How do I know what is good and bad for my daughter? My doctor said she has never treated a child with Duarte Galactosemia. Doesn't make me feel the best but there is no one in my area. I could drive to the next big town but I don't want to do that if I don't have to. The doctor said to breastfeed when she was born but she was very sick. Then we were told to not. I worry now that the bonding hasn't been done between me and my baby. This is my first baby and I want to be bonded and not with a bottle. My husband insisted I switch to soy. Now she is much better. So no breastfeeding for me I guess. This is not what I expected. I let the doctor know and got no response.

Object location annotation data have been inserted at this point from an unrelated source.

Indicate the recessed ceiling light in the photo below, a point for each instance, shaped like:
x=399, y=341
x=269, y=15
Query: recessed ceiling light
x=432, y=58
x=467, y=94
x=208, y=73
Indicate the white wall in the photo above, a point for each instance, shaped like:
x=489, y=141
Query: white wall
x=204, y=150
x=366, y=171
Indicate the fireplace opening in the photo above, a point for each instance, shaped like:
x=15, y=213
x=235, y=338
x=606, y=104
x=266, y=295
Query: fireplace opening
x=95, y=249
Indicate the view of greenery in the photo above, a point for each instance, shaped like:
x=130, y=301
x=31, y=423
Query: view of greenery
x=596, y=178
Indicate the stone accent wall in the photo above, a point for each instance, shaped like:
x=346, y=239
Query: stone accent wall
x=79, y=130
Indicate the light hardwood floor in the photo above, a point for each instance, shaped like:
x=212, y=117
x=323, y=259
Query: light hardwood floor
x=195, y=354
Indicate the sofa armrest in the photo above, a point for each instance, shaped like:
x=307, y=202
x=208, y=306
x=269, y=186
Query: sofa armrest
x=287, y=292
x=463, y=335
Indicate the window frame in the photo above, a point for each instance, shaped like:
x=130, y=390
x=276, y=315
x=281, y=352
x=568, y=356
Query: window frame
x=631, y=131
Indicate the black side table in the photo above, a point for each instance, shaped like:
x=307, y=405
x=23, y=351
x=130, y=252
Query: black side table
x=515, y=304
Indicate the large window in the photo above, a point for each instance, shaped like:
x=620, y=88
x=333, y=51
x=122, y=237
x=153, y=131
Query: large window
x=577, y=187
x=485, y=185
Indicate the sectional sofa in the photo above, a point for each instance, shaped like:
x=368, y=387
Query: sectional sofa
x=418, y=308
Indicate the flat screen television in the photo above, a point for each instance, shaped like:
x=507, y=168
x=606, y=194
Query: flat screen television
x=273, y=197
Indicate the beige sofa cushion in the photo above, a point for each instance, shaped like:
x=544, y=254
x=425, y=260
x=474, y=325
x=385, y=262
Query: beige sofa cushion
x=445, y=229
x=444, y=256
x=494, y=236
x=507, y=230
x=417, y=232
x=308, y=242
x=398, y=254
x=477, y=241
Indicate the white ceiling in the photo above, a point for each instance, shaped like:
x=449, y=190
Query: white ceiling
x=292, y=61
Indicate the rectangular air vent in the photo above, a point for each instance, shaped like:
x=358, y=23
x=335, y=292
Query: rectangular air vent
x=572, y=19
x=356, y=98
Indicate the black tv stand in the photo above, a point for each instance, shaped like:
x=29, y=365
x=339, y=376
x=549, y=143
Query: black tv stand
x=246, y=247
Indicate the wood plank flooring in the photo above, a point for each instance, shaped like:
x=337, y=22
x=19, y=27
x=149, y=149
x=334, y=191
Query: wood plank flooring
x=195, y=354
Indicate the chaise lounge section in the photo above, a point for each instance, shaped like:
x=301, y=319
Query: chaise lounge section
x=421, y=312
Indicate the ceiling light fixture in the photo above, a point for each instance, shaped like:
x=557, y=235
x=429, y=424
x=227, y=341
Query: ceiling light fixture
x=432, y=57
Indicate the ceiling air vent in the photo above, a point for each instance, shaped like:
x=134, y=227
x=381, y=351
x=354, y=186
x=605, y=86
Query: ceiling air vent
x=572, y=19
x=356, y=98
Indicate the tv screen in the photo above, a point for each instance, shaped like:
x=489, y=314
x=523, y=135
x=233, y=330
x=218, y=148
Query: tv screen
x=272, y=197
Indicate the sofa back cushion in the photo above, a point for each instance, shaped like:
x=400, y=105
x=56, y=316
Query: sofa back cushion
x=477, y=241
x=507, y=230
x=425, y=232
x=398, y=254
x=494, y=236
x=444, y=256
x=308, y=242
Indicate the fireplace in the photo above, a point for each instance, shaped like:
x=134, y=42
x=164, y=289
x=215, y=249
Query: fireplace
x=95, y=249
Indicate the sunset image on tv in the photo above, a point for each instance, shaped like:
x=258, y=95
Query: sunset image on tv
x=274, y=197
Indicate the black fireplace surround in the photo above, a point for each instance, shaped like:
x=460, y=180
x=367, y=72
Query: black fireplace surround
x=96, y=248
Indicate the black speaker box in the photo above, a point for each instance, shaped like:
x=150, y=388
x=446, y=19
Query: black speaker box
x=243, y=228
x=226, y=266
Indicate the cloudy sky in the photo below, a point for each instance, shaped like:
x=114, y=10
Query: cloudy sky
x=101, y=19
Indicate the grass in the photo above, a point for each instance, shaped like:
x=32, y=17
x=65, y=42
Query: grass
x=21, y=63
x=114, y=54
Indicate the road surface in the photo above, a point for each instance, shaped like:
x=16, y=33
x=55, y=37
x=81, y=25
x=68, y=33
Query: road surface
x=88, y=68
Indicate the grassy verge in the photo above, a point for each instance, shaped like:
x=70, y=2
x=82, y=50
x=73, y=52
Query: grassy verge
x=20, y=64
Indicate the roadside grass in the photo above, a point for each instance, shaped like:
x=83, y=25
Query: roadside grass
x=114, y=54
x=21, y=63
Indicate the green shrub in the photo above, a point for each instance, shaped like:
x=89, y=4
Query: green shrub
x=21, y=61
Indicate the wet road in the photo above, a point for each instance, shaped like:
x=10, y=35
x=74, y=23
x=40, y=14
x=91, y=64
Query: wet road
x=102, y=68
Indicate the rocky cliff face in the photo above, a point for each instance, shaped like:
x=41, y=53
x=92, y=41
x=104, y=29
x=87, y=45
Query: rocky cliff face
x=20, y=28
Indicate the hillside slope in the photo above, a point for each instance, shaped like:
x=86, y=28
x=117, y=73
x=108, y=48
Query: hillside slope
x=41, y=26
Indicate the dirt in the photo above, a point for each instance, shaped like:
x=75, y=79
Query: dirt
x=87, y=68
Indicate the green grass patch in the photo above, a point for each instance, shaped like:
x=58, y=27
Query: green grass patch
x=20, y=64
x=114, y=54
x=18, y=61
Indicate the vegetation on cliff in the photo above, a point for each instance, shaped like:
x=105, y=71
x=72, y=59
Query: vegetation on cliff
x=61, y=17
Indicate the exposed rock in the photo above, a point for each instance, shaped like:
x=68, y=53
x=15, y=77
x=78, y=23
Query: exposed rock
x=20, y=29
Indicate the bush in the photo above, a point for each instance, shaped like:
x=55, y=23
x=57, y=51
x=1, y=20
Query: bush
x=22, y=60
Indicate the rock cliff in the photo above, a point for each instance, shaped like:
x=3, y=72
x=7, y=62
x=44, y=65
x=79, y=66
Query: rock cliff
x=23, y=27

Saw a doctor at CHOP he said to not restrict any longer there was no real need. So we started back on formula and I supplement with some breastmilk. Immediately my daughter began to throw up. She couldn't be flat in the floor either had to be in a swing or upright with us holding her 24 hrs a day or she would cry constantly. We have spent many of nights in a recliner with her upright. I let the doctor know but they said to not change the formula. I have read online that he is not the best like I thought. So I changed her formula and stopped breastfeeding, the vomiting and crying stopped. Arghh...Needless to say I will be finding a new doctor.
These are true stories and messages from moms I have received since I began this journey researching DG in 2008. Sadly I didn't start foldering the messages til 2012 but please see that many are in the same boat as you-confused and with many questions. The post is not to answer these questions specifically but to post to record the issues and questions for the public.